In our building in Berkeley, in the apartment above Susan, the beautiful Brazilian woman and her two daughters and how they said when they left, "Lily, we'll never forget you." University people from Brazil. There had been several families. I went to the bank and got silver dollars for them and gave them each five, those beautiful girls with the deep, throaty voices, and soft... oh, yes, those were the accents of the speech in the dream! I looked at him.

The language of the marble temple was Portuguese.

He stood up in rage. He drew back the violin.

"Give in to it, suffer it, why don't you? You gave them the silver dollars, and they kissed Lily and they knew she was dying but you thought Lily didn't. It was only after Lily died that her friend, her motherly friend Susan, told you that Lily had known all along she was going to die."

"I won't, I swear I won't." I stood up. "I'll exorcise you like some cheap demon before I'll let you do this to me."

"You do it to yourself."

"You go too far, much too far, and for your own purposes. I remember my daughter. That's enough. I..."

"What? Lie with her in an imaginary grave? What do you think my grave is like?"

"You have one?"

"I don't know," he said. "I never looked. But then they would never have put me in consecrated ground, or given me a stone."

"You look as sad and broken as I feel."

"Never," he said.

"Oh, we are some pair."

He drew back, as if he were afraid of me, clutching the violin to his chest.

I heard the dull stroke of a clock-one of several, the loudest perhaps coming from the dining room. Hours had passed, hours as we sat here sparring.

I looked at him and a terrible malice grew in me, a vengeance that he even knew my secrets, let alone drew them out and played with them. I reached for the violin.

He drew back. "Don't."

"Why not? Will you fade if it leaves your hands?"

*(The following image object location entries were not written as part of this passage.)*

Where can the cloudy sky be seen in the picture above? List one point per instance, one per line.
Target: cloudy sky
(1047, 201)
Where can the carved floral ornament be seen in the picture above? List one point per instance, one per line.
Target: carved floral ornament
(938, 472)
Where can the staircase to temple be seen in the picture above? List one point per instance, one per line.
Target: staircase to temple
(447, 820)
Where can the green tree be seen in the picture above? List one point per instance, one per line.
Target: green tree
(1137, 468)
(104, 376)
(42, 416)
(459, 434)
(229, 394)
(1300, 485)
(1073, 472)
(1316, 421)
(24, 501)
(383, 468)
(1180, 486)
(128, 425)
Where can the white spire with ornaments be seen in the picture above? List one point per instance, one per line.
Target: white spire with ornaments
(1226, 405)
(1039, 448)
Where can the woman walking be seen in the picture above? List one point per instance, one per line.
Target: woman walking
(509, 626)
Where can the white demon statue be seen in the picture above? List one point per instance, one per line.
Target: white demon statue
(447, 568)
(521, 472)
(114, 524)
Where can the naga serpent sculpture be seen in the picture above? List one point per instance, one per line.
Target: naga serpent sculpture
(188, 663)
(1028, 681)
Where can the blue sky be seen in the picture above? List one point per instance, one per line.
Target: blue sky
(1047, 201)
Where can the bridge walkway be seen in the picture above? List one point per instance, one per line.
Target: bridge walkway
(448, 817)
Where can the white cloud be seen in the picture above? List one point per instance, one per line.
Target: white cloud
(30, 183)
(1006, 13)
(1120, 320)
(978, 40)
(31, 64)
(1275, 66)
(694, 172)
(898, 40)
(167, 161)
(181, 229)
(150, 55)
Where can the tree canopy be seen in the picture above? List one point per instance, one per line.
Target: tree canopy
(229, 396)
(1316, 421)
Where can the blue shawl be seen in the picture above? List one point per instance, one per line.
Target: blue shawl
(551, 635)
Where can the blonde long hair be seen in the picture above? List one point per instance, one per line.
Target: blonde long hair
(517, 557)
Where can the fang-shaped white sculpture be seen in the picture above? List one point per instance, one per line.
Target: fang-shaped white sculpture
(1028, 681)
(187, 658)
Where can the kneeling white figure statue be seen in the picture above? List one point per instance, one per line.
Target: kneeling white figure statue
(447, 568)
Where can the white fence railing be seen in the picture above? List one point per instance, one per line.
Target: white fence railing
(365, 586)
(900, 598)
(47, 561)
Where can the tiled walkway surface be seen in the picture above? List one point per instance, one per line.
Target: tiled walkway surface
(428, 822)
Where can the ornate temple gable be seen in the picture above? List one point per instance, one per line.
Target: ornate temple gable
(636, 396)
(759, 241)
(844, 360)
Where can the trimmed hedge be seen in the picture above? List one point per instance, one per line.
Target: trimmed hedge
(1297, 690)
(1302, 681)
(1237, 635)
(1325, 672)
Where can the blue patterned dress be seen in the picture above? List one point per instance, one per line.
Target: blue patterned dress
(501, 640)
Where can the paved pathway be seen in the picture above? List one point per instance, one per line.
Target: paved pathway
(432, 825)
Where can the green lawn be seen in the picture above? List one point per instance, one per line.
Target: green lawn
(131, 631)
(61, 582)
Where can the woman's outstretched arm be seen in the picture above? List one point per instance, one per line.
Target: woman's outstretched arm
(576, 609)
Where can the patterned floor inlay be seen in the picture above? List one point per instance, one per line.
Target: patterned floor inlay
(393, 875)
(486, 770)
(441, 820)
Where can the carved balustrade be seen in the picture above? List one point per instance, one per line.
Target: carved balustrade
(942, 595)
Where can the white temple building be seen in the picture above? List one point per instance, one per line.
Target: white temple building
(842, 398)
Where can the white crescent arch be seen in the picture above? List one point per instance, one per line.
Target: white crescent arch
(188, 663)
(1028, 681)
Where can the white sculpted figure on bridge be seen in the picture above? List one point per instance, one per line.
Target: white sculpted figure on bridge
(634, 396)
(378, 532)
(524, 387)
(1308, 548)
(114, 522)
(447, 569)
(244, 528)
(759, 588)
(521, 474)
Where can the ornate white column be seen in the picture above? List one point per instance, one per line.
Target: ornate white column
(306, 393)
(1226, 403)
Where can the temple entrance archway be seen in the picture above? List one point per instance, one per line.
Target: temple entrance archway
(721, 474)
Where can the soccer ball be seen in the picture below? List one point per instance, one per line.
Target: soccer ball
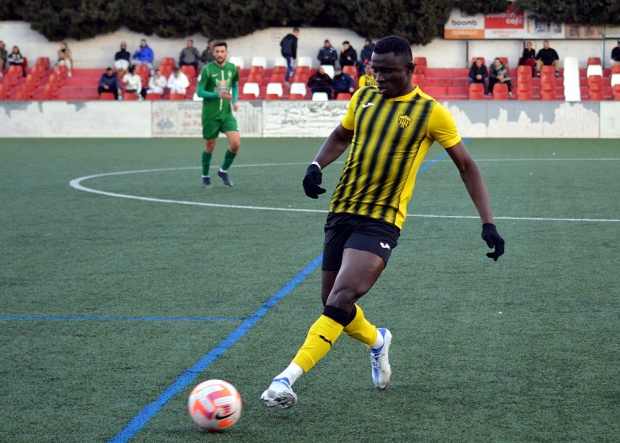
(214, 405)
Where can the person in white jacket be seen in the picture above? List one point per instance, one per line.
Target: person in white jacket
(178, 82)
(157, 83)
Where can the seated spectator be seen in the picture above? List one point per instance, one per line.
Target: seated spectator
(189, 56)
(109, 83)
(499, 74)
(64, 58)
(3, 56)
(121, 60)
(178, 82)
(615, 55)
(478, 74)
(320, 82)
(348, 55)
(207, 55)
(134, 83)
(547, 57)
(368, 79)
(16, 58)
(157, 83)
(342, 82)
(365, 56)
(144, 56)
(327, 54)
(528, 58)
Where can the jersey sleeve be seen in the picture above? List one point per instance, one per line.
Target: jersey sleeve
(348, 121)
(442, 128)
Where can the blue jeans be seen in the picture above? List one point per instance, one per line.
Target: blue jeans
(289, 66)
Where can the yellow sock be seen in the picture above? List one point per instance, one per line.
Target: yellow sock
(361, 329)
(321, 336)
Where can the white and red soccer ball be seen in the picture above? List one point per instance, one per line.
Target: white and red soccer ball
(214, 405)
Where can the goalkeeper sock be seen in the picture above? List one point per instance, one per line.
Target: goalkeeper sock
(228, 159)
(361, 329)
(206, 163)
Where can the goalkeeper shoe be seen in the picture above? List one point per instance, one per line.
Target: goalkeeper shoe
(224, 176)
(381, 370)
(279, 394)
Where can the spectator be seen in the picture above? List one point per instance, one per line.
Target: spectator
(547, 57)
(368, 79)
(499, 74)
(121, 60)
(134, 83)
(3, 56)
(327, 54)
(178, 82)
(615, 55)
(16, 58)
(144, 56)
(342, 82)
(478, 74)
(109, 83)
(289, 52)
(64, 58)
(320, 82)
(157, 83)
(207, 55)
(365, 56)
(528, 58)
(189, 56)
(348, 56)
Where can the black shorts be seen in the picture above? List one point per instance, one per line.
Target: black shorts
(344, 230)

"It's mine!" he said. "I took it with me into death and with me it remains. I don't ask why anymore. I don't ask anything anymore."

"I see, and if it is broken, shattered, smashed in any sense?"

"It can't be."

"Looks to me like it could."

"You're stupid and mad."

"I'm tired," I said. "You've stopped crying and now it's my turn."

I walked away from him. I opened the back doors of the room to the dining room.

I could see straight through it and Out the back windows of the house, and there the tall cherry laurels were lighted against the fence of the Chapel priest house, bright leaves in a flash of electric lights, moving as if there were a wind, and I hadn't-in this big house, creaky as it might be-hadn't even noticed the wind. Now I heard it tapping the panes, and creeping beneath the floors.